Они делили со мной все выпавшие на мою долю заботы, а забот поначалу оказалось много. Чего стоили одни только хлопоты о памятнике, эти бесчисленные поездки в кладбищенскую мастерскую». (Однажды мы угодили в обеденный перерыв, в центре мастерской, на столе, который вплотную обступили памятники, рабочие «забивали козла». Кепки, сдвинутые на затылок, азарт, раскрасневшиеся лица, стук костяшек, а рядом золотые на мраморе надписи: «Спи спокойно, дорогая мамочка!», «Незабвенному мужу и отцу от жены и сына» — было в этой сцене нечто шекспировское...)
Они помогали мне разбирать набитые бумагами папки и ящики стола, сортировать письма. Они навещали меня в больнице, куда я попала летом 1979 года, заботливо привозя в авоськах творог, соки, яблоки и ягоды... И разве могла бы я без их помощи провести давно необходимый ремонт квартиры, требующий передвиганья мебели, выноса ее на лестничную площадку и прочей мужской работы... Да что тут говорить! Я вообще уже плохо представляю себе, как бы я жила без них! Из работников «моего цеха», моей профессии есть у меня два-три близких друга, но после кончины А. А. моими главными друзьями, постоянными посетителями дома стали работники его цеха — лингвисты. Некоторых из них я считаю уже членами семьи.
Он бывал в своем Институте по четвергам. Когда бывать там не смог — приезжали к нему. Беседы лингвистические и иные велись и в кабинете, и на кухне за рюмкой водки.
Седьмой год его нет на свете, а четверги продолжаются. За кухонным столом усаживается человек пять-шесть, а то и больше. Со мной на лингвистические темы не побеседуешь, это они иногда между собой пытаются, но, вспомнив о моем невежестве, не продолжают, однако, четверги проходят оживленно. Нам есть что друг другу рассказать, о обсудить. Много чего с каждым из нас случалось за эти пробежавшие годы — и печального, и доброго — всем делились, все переживали вместе.

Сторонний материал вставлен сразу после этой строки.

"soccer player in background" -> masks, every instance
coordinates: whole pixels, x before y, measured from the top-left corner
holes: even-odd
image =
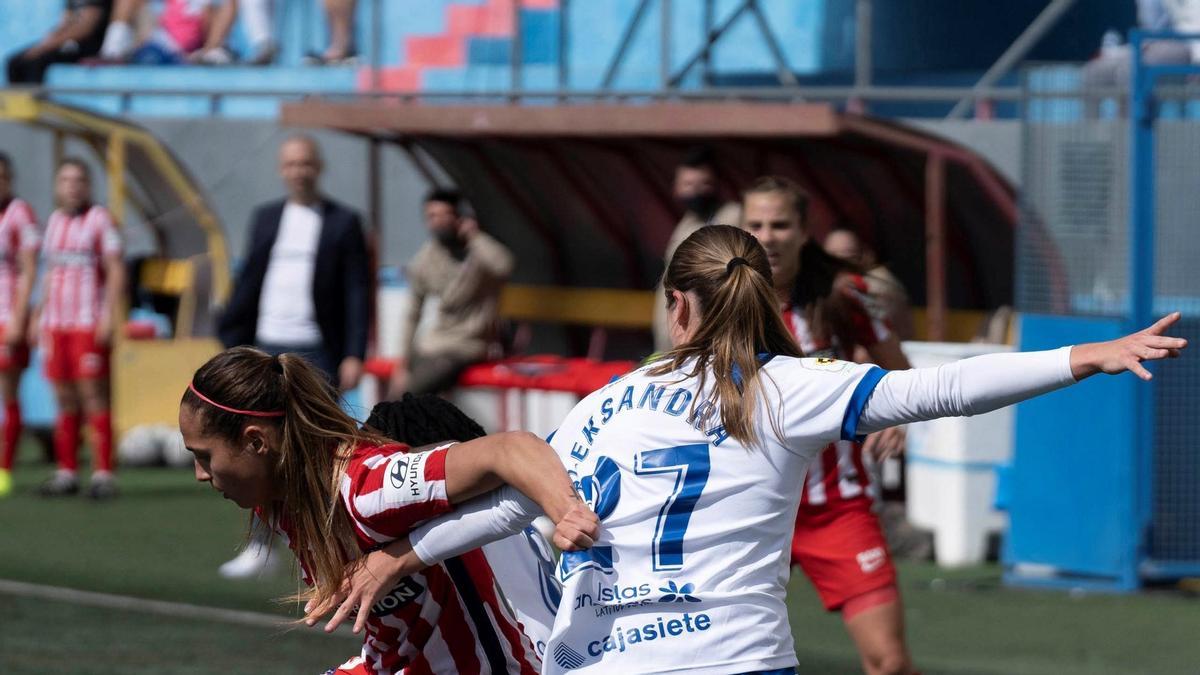
[[[784,324],[805,357],[910,368],[859,270],[809,237],[806,207],[808,195],[785,178],[761,178],[743,196],[742,226],[767,252]],[[869,675],[912,671],[896,571],[872,508],[878,486],[865,456],[902,450],[901,429],[865,443],[830,443],[809,466],[792,538],[792,563],[826,610],[841,613]]]
[[[37,274],[37,216],[12,193],[12,159],[0,153],[0,395],[4,446],[0,497],[12,491],[12,465],[20,441],[20,374],[29,365],[29,297]]]
[[[212,357],[184,393],[179,426],[196,456],[197,480],[253,509],[287,539],[311,586],[300,597],[308,607],[328,605],[366,551],[504,484],[556,521],[587,514],[536,436],[509,432],[410,449],[360,429],[329,381],[295,354],[235,347]],[[556,534],[560,548],[572,540]],[[535,647],[480,551],[386,591],[365,608],[371,619],[361,655],[336,673],[538,673]]]
[[[788,544],[798,486],[826,446],[982,414],[1099,372],[1148,380],[1141,362],[1187,346],[1164,335],[1172,313],[1109,342],[938,368],[799,358],[767,255],[726,226],[684,241],[665,287],[676,347],[588,395],[551,440],[602,527],[589,550],[562,558],[544,673],[794,673]],[[370,557],[396,579],[535,513],[503,489]]]
[[[54,386],[58,471],[42,484],[46,496],[79,491],[79,432],[91,426],[92,474],[88,496],[116,496],[113,423],[109,413],[109,351],[125,288],[121,235],[108,209],[92,202],[91,172],[82,160],[59,163],[58,210],[46,223],[42,257],[41,345],[46,377]]]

Я смотрю на их лица и думаю о том, как я богата. Бесценное наследство оставил мне Александр Александрович.
4
Мог бы я быть добродетельным,
почтенным, заслуженным и да-
же на всю жизнь? Мог. Но то-
гда я не был бы самим собою.
Снова весна. Весна ранняя, деревья зеленеют еще робко, и из своего окна я вижу дом, который напротив, весь целиком, а скоро его первые этажи будут закрыты буйной зеленью лип, ясеней и кленов. Вот они-то и начали покрываться первыми листочками, липы вступят позже Когда мы поселились в нашей квартире, этих деревьев не было, их привезли на грузовике в виде саженцев, в виде тонких прутиков, и мы с А. А. с высоты шестого этажа смотрели, как все это выгружали, разбирали, закапывали притоптывали, утрамбовывая землю. Жильцы того дома работали весело, помогали и дети, среди них — сын нашил знакомых, ему было тогда лет одиннадцать, и А. А., наблюдая за ним, восклицал: «Ну, Федец! Ну, молодчина! Гляди, как он действует!» К вечеру все посаженное поливалось из резинового шланга, детям шланг не доверяли, справедливо опасаясь, что они, вместо саженцев, начнут поливать друг друга. Слышались крики: «Это вам не игрушки! Отойдите!» Но Федцу шланг доверили, заслужил, и он в течение нескольких минут гордо направлял шланг туда, куда следовало. Потом все разошлись, уселись, вероятно, ужинать с приятным сознанием свершенного хорошего дела, и нашим глазам открылись эти никем теперь не заслоненные, только что всаженные в землю прутики, такие тонкие, такие беспомощные, такие незащищенные... Казалось: стоит подуть ветру... А уж если гроза... А буря... Все было. И ветры, и грозы, и бури. Прутики устояли. Сейчас они превратились в прекрасные молодые деревья, они тянутся ветками до третьего этажа, иные — до четвертого, и я, работая у своего окна, люблю смотреть на их листву.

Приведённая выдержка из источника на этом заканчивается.